Nos últimos dez anos, o cenário dos crimes licitatórios no Brasil passou por significativas transformações, impulsionadas por mudanças legislativas, novos padrões de fiscalização e a crescente vigilância da sociedade civil e dos meios de comunicação. Essa evolução reflete um esforço contínuo para combater a corrupção e promover maior transparência e integridade nos processos licitatórios.
Assim, a aquisição pública de bens e serviços passaram a ter maior controle de legalidade, impessoalidade, moralidade e eficiência, em respeito ao que aduz o art. 37 da CRFB/881.

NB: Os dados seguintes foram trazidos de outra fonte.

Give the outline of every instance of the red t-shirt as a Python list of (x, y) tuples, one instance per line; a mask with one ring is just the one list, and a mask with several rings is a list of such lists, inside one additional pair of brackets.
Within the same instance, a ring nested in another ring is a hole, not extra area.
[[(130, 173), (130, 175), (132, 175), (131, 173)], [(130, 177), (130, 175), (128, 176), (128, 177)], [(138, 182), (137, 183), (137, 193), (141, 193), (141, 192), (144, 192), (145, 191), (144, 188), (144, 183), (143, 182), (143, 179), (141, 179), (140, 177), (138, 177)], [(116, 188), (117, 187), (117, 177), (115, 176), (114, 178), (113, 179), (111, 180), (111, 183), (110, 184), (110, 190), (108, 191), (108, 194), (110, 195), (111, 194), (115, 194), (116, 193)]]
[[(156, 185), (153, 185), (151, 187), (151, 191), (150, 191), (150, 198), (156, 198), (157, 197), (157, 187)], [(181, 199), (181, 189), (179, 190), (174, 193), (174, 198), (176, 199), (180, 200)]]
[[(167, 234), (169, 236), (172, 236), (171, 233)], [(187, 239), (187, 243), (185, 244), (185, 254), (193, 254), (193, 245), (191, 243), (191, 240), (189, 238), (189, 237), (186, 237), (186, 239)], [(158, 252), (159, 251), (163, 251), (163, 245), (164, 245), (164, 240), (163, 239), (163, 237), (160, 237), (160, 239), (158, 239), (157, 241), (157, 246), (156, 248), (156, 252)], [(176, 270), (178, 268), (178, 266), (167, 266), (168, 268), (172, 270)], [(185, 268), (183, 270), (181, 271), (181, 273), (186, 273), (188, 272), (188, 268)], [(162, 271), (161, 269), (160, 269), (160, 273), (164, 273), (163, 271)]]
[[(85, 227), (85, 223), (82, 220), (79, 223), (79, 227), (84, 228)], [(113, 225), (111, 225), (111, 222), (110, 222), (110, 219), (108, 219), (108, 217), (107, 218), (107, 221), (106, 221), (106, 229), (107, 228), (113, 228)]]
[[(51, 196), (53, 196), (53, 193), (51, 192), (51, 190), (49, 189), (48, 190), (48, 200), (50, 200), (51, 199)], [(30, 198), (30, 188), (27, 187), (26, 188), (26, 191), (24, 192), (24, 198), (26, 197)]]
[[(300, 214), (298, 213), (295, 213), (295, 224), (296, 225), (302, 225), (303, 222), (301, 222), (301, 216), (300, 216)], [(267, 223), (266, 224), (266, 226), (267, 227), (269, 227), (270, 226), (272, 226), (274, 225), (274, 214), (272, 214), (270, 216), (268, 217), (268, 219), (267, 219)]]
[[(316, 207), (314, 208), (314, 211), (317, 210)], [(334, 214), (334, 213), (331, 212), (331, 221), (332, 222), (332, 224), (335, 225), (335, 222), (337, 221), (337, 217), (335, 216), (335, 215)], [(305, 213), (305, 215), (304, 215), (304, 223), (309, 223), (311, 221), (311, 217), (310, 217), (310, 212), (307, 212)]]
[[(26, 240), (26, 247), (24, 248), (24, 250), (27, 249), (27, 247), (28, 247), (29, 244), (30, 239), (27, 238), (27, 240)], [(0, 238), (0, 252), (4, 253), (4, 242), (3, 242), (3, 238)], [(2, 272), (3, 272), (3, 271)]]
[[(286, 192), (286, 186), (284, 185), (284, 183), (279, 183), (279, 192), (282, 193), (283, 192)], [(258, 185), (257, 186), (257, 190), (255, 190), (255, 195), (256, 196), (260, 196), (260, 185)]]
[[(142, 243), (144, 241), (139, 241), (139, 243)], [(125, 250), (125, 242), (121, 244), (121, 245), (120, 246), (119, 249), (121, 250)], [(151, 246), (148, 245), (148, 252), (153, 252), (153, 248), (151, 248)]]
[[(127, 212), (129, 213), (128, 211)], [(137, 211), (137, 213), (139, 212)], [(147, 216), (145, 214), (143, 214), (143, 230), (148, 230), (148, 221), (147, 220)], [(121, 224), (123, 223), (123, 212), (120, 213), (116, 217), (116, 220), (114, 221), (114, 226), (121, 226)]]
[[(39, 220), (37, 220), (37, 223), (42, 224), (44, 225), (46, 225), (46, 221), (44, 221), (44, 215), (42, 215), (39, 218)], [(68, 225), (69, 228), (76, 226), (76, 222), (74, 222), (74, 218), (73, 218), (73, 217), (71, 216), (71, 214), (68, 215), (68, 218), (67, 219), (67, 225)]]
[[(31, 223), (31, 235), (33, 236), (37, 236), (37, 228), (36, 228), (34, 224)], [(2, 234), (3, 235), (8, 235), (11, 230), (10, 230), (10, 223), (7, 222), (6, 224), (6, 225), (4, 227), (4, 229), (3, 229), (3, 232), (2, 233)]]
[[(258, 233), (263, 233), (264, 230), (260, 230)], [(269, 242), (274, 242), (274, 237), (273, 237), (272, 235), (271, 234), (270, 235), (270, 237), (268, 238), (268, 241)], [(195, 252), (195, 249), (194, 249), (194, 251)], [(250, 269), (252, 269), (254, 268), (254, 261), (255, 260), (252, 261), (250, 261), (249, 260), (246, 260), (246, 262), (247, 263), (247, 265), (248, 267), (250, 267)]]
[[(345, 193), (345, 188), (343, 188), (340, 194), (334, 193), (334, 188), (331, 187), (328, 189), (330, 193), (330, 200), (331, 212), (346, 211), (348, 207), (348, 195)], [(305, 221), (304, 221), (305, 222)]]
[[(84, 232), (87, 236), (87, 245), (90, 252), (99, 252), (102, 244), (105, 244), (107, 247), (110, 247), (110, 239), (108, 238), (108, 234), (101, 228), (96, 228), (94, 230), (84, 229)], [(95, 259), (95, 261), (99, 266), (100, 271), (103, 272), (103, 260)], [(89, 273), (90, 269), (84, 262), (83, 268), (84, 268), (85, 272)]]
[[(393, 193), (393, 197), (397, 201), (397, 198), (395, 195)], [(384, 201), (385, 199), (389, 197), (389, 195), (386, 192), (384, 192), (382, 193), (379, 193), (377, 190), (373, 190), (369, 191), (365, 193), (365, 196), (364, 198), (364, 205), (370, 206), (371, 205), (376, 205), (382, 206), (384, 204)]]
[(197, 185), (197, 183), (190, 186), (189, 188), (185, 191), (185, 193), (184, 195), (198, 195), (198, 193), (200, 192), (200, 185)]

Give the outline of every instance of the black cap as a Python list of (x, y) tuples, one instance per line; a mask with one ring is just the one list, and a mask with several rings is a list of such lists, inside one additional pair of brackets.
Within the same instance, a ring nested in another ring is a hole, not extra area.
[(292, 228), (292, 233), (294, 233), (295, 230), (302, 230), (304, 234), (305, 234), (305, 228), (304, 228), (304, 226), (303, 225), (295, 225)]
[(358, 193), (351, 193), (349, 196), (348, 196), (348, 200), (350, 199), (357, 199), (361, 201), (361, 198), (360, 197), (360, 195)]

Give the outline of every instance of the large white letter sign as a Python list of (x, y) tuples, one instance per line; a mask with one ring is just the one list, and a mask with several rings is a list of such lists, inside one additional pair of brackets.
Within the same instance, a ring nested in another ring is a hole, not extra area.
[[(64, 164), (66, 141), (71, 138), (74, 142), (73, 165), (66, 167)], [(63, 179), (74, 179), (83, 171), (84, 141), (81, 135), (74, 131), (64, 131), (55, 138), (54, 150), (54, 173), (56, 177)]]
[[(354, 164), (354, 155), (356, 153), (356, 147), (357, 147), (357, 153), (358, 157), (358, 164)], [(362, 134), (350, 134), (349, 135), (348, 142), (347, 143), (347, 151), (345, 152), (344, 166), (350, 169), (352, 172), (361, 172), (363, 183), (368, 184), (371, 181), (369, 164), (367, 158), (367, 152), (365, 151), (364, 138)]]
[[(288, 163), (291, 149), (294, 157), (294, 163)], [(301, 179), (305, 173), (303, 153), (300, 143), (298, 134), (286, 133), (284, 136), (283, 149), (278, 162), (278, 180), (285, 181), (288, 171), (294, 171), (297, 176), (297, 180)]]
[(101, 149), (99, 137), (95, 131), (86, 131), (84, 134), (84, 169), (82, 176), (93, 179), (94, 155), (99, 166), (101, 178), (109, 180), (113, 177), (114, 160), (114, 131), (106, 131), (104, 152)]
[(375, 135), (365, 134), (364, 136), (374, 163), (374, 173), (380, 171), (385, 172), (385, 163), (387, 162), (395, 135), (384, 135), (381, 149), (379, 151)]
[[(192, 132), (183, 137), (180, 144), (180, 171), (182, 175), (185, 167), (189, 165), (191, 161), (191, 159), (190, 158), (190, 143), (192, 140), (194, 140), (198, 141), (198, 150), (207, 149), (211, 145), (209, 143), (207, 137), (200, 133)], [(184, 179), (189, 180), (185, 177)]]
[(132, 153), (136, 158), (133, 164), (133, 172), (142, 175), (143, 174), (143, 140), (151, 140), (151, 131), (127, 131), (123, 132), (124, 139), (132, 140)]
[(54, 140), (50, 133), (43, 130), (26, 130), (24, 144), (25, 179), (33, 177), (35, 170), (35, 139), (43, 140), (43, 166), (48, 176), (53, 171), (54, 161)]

Obras de grande porte ou serviços de elevado valor e prestação contínua, por exemplo, possuem regramentos rígidos quanto a modalidade de aquisição do bem ou serviço (leis 8.666/932 e 14.133/213).
O ponto nevrálgico, contudo, é que muitas dessas licitações, como a contratação para prestação de serviços públicos essenciais, possuem duração superior ao prazo da gestão do agente responsável pela sua contratação.
E mais, muitas dessas licitações possuem prazo superior, inclusive, a gestão das empresas vencedoras, sobretudo em virtude das fusões e aquisições de grandes empresas, em operações cada vez mais comuns no mercado contemporâneo.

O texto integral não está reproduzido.